Но идеальную грань в истории определить невозможно – поэтому обществу посылаются противоречивые сигналы, когда открываются и памятник репрессированным в Москве, и «сталинский» музей под Ржевом, отмечается 100-летие со дня рождения Солженицына и создаются серьезные проблемы для работы «Мемориала». Попытки как-то совместить Сталина и гонимую им церковь приводят к конфузу, когда для обоснования приводится фальшивая цитата прошедшего тюрьмы и лагеря святителя Луки (Войно-Ясенецкого), который якобы «низко кланялся» Сталину за его заслуги. И в этой ситуации те, кто последовательно отвергает тоталитаризм, оказываются под ударом – их обвиняют в непатриотизме, в стремлении подорвать народное единство. Отсюда и стремление дискредитировать тех людей, которые по моральным соображениям отвергают спешно выстроенные и вряд ли долговечные компромиссы. Как оказалось недолговечным брежневское замалчивание репрессий, основанное на желании никого не обидеть.

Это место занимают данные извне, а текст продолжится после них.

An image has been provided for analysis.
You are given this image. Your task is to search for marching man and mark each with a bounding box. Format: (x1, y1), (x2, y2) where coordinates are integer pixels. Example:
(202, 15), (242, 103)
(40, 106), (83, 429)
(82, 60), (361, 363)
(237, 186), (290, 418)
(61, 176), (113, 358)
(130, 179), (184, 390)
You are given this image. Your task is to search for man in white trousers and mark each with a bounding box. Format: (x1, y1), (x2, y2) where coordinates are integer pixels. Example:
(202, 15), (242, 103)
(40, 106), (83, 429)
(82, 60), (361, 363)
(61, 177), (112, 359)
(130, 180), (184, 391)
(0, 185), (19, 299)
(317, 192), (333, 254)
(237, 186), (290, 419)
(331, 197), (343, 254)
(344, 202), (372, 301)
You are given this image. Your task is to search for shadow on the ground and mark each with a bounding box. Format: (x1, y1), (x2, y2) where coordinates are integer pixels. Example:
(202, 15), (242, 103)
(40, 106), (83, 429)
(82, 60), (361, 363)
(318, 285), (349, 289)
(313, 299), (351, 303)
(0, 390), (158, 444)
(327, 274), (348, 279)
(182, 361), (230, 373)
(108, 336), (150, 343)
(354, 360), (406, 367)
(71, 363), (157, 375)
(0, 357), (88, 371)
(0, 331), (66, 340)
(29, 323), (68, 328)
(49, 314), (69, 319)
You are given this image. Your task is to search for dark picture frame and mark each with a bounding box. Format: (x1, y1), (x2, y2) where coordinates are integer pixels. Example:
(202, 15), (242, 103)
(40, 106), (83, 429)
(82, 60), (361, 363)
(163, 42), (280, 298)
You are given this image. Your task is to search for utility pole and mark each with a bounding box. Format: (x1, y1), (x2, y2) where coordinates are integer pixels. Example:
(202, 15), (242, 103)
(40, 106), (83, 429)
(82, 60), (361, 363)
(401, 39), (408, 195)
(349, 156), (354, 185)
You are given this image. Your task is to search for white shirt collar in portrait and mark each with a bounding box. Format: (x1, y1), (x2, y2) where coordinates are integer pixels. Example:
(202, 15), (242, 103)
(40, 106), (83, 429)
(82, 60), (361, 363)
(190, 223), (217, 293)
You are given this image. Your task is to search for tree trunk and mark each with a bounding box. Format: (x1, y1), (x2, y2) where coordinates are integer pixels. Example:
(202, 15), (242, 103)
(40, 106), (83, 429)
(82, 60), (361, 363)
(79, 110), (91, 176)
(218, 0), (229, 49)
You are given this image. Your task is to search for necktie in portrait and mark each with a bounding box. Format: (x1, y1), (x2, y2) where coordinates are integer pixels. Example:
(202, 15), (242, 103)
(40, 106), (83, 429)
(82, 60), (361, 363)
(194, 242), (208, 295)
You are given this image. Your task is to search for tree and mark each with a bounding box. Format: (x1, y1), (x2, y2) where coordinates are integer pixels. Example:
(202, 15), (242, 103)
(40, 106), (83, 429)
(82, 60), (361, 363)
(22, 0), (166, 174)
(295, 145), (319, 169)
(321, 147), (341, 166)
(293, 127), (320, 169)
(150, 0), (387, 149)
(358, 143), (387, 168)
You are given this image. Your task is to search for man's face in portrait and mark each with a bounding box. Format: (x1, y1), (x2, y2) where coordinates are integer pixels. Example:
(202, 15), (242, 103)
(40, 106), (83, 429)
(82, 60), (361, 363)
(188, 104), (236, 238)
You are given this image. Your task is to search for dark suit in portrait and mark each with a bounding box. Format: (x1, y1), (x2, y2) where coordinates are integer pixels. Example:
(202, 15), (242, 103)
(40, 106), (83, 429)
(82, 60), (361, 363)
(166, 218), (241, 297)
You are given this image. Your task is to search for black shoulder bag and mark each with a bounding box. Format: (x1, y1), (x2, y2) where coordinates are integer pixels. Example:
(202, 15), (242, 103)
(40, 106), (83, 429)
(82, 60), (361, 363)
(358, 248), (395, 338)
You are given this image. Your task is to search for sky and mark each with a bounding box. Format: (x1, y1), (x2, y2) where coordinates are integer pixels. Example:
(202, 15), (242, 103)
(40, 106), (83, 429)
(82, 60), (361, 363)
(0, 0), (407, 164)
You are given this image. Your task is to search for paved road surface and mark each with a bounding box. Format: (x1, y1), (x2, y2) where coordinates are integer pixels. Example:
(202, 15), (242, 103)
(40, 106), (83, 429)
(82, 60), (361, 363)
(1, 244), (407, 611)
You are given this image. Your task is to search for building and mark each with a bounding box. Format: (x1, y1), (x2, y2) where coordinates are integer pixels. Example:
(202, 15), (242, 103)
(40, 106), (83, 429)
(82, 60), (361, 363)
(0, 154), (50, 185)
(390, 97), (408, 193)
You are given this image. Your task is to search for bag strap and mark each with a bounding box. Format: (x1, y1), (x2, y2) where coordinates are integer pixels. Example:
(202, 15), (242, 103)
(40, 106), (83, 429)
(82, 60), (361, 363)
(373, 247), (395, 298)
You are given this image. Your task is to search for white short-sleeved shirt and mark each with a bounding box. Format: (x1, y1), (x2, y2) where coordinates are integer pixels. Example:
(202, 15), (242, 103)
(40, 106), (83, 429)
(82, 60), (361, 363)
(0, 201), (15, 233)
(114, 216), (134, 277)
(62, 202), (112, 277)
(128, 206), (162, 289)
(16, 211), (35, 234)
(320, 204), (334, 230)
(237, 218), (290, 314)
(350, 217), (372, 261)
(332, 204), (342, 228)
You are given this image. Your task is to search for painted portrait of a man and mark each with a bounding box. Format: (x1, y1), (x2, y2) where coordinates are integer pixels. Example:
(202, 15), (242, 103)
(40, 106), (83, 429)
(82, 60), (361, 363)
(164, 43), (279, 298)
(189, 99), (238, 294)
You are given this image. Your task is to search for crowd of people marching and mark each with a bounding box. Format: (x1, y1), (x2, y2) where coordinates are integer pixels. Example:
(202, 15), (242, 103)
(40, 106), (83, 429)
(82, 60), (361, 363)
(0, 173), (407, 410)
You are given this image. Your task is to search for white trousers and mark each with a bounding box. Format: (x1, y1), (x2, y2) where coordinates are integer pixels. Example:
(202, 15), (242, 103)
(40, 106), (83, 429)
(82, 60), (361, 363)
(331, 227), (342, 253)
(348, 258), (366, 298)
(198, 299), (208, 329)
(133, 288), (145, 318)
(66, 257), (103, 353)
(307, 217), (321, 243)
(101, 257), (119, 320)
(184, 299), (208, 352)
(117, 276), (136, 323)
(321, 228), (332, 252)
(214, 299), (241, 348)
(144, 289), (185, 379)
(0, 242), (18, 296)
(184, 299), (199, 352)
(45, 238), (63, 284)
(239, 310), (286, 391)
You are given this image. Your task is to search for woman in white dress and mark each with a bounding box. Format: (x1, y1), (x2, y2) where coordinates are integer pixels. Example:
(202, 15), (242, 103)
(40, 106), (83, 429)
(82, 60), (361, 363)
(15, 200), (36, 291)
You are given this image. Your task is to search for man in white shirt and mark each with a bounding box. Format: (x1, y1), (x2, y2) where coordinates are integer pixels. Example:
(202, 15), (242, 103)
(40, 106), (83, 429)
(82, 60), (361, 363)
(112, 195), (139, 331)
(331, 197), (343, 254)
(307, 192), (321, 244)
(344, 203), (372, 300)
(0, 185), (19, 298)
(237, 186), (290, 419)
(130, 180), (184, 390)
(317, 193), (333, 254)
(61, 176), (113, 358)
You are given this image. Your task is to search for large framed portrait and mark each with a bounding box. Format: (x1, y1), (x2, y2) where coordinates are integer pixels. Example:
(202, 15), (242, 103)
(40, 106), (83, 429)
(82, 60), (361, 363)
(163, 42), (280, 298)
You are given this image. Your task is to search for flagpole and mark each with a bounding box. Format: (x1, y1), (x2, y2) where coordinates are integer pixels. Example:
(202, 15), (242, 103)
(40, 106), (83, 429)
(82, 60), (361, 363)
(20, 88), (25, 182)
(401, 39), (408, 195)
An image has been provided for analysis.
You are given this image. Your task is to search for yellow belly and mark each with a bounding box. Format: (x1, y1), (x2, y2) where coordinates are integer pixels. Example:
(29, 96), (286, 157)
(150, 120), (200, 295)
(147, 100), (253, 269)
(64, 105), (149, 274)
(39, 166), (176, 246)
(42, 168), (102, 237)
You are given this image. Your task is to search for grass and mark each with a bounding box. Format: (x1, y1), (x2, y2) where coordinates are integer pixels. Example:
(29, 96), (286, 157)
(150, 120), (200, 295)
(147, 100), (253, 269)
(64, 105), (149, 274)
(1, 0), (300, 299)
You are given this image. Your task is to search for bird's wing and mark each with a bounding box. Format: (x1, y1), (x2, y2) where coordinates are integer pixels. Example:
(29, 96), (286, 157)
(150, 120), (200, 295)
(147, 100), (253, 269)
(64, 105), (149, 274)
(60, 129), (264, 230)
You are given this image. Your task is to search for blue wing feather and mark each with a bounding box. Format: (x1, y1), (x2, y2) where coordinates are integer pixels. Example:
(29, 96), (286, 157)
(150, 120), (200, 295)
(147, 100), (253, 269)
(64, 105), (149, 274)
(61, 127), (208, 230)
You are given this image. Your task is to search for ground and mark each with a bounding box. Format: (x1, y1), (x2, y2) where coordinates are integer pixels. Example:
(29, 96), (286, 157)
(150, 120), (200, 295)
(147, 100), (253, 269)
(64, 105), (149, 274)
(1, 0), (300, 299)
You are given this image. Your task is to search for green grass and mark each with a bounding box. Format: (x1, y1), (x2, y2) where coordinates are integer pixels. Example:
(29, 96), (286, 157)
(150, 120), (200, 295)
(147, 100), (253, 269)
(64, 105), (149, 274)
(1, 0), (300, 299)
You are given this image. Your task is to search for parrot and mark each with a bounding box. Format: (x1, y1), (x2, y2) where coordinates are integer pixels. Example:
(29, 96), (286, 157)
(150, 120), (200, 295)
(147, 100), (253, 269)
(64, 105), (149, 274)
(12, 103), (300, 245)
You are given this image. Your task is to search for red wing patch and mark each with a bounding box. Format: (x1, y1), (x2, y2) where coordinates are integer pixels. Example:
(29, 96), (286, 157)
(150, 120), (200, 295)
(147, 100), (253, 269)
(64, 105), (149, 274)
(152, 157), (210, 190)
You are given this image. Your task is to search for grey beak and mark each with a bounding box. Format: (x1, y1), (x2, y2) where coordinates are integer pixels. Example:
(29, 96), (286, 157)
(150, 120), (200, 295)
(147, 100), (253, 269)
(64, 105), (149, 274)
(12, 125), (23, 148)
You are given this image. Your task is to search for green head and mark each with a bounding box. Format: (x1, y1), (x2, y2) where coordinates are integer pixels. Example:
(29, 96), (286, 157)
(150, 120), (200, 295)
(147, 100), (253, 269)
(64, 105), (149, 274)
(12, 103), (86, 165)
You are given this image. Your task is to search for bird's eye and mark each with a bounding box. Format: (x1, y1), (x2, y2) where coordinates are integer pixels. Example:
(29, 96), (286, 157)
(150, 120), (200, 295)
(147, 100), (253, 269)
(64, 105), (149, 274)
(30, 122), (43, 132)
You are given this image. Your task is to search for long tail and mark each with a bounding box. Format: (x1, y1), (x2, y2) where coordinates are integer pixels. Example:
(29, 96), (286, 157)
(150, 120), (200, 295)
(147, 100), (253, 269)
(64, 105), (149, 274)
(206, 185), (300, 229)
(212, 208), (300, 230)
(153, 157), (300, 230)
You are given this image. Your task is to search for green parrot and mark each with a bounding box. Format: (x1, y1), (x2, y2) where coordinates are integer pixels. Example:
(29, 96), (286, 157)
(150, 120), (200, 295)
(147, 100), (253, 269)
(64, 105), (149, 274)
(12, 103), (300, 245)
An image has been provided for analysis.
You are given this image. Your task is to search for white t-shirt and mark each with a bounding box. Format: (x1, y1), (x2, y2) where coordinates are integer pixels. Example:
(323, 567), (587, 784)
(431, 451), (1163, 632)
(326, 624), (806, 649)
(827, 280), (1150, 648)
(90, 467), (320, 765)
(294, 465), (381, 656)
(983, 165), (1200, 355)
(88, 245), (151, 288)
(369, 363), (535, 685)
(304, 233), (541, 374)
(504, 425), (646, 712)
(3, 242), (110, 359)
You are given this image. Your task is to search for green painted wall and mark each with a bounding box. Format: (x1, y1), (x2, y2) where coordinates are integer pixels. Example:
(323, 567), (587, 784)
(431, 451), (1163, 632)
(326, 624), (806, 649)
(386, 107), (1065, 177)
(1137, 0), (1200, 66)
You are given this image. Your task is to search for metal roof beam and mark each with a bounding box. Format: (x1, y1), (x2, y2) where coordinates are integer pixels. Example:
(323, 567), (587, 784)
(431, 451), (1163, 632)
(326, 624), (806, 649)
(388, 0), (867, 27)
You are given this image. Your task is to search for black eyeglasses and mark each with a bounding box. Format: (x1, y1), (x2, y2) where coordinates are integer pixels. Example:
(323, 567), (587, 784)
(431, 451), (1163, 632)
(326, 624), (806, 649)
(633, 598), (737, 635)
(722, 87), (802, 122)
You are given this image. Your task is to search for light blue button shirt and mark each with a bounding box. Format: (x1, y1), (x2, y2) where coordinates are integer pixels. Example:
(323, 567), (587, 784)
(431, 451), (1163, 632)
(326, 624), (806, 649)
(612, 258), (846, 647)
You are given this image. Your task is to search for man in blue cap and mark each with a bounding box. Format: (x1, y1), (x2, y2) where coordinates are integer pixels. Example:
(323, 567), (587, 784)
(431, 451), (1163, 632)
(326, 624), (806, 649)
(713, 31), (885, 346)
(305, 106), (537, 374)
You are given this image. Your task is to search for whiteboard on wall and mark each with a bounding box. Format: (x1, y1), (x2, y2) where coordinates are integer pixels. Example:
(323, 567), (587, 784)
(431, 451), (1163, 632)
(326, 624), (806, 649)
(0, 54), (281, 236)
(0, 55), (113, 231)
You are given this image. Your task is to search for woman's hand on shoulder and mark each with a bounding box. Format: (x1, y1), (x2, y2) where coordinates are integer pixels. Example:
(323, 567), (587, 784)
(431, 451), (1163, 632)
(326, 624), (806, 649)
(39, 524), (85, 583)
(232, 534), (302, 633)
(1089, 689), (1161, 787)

Но есть своя логика и в том, что Дмитриев был оправдан по двум одиозным статьям и признан виновным лишь по третьей (незаконное хранение оружия – в виде ржавого обреза), которая, видимо, шла прицепом именно для такого случая. В российской власти нет единого мнения по вопросу о границах возможного как в вопросах исторической памяти, так и в отношении людей, не вписывающихся в официальный патриотический тренд. Приоритеты политиков отличаются от представлений силовиков. Если отвлечься от истории, то можно вспомнить и прекращение дела жительницы Вязьмы Светланы Давыдовой, обвиненной в шпионаже в пользу Украины, и освобождение оппозиционера Ильдара Дадина, посаженного в тюрьму за мирные пикеты, – в этот же ряд можно поставить и дело Дмитриева.